There I was — laying in my bed, staring up at the ceiling, knowing it was almost time to get up and start the day. It was early June. I had just graduated college the previous month and was beginning to work a few days a week with my father learning the trade.
“Why do I always do this to myself?” I whispered.
My dad told me the night before that he needed me up early, dressed and ready to head out to work. Of course, being a young buck, I never listened. I ended up going out with friends and didn’t get much sleep the night before.
I heard my father making his way up the stairs to ensure I was awake and ready to go. I quickly sat up in bed, rubbed my eyes and tried my best to look alert.
“Sean?” my father shouted as he knocked.
“Yeah?” I responded.
“Yeah, I’m awake and getting ready,” I replied.
Ten minutes passed, and I was still in bed trying to soak up every minute of sleep possible. This time my father didn’t bother coming up the stairs and instead, began to yell, “Sean! Wake up! Let’s go!”
That’s when I knew it was time to really get up and start the day. As I was getting ready, I could hear the rain outside, pelting the roof and slamming onto the bedroom window. I peeked through the blinds and could barely see a thing. The window was foggy and wet, and I could barely see the trees blowing in the high wind.
“Man, this is going to be a fun day,” I whispered.
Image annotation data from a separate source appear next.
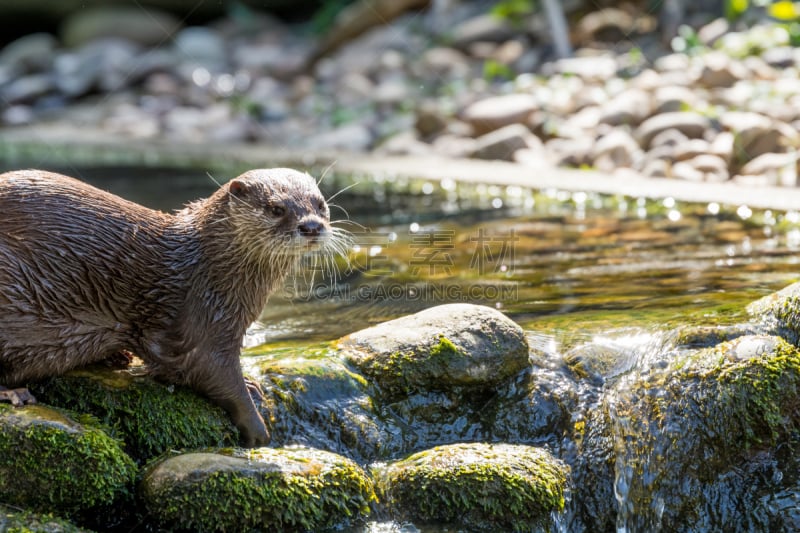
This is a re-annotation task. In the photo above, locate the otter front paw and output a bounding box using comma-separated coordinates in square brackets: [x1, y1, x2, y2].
[239, 417, 271, 448]
[0, 385, 36, 407]
[244, 376, 264, 403]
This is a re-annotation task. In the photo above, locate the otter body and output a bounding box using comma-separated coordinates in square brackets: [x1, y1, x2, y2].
[0, 169, 331, 446]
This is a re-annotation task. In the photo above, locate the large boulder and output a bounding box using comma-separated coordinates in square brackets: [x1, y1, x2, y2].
[378, 443, 569, 531]
[339, 304, 529, 398]
[140, 448, 376, 531]
[0, 404, 136, 516]
[30, 366, 238, 463]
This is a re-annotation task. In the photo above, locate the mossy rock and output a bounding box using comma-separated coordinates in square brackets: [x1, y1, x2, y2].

I quickly scarfed down a banana and some coffee for breakfast as my father waited for me in the truck. Back in those days, I hardly teamed up with my father in the same truck. I usually drove my own car and met the guys at the jobsite. I was relieved that I didn’t have to drive in this storm. I threw on my rain jacket and ran out the front door. As I went to open the passenger side front door, I was greeted with a dumpster full of water bottles, coffee cups, fast food bags, and faucets stems and washers. I looked down at my feet and couldn’t believe my eyes.
“Seriously, Dad?” I asked in shock.
“What are you doing? You’re making a mess Sean,” my dad joked.
I didn’t find his humor that amusing as I was getting pelted with cold rain and now had to pick up his recyclables. Nevertheless, I quickly scooped up the garbage and threw it into the nearby trash can.
We made our way down the road on to our adventure for the day.
My dad knew that I was taken aback by his mess. I looked around the cabin of the truck and saw a thick layer of dust all over the doors and front dashboard.
“Dad, can you see out your windshield? It’s all foggy. Do you have the defroster on?” I asked.
“Yeah it’s on. It just needs to kick in,” he replied.
He began to rearrange the paperwork on the front dashboard so the vents could work properly. While doing so, his phone rang and he answered.
“Maybe I was better off driving my own car,” I thought to myself.
My dad began to write down the address of the customer who had called, while trying to see out the front windshield. From that very moment on I promised myself that if, one day, I had my own truck, I would never let the cabin turn into a dumpster.
Well, 10-plus years have passed since that rainy June morning when I feared for my life in that truck, and I’m happy to say I kept my word.
As many of you know if you have read my articles in the past, one of my pet peeves is keeping an organized and clean work van. That experience ten years ago scarred me for life. I see it everyday I’m out driving around from job to job. Those work vans with papers, wrappers, notepads and binders forming a mountain on the dashboard. How do you even see where you’re going?
Listen, I know it’s not easy sometimes to keep the front cabin perfectly spotless. It’s easy for fittings, paperwork and yesterday’s breakfast, lunch and mid-day snack to be left on the passenger side floor and seat. We’ve all been there; trust me. But there’s no excuse for the cabin to accumulate and turn into a recycling bin or garbage truck. The truck is our office away from our office at home, and we need to take a little more pride in keeping it organized and clean.
It’s easier than you think. I like to clean out the cabin of the truck at the end of each workday. It only takes five minutes to do so, and it gives you a fresh clean start to the next day. I also recommend keeping some of those Armor All cleaning wipes in the truck and give the interior a good wipe once every other week. We know how dirty the truck can get and how quickly. I even tend to have a little fun with my truck cabin, as I like to decorate the dash every season. It always puts me in a good mood to have a clean, organized and even decorated work van. So, as the new year is upon us, maybe try to take better care of your office on wheels by applying these small changes everyday.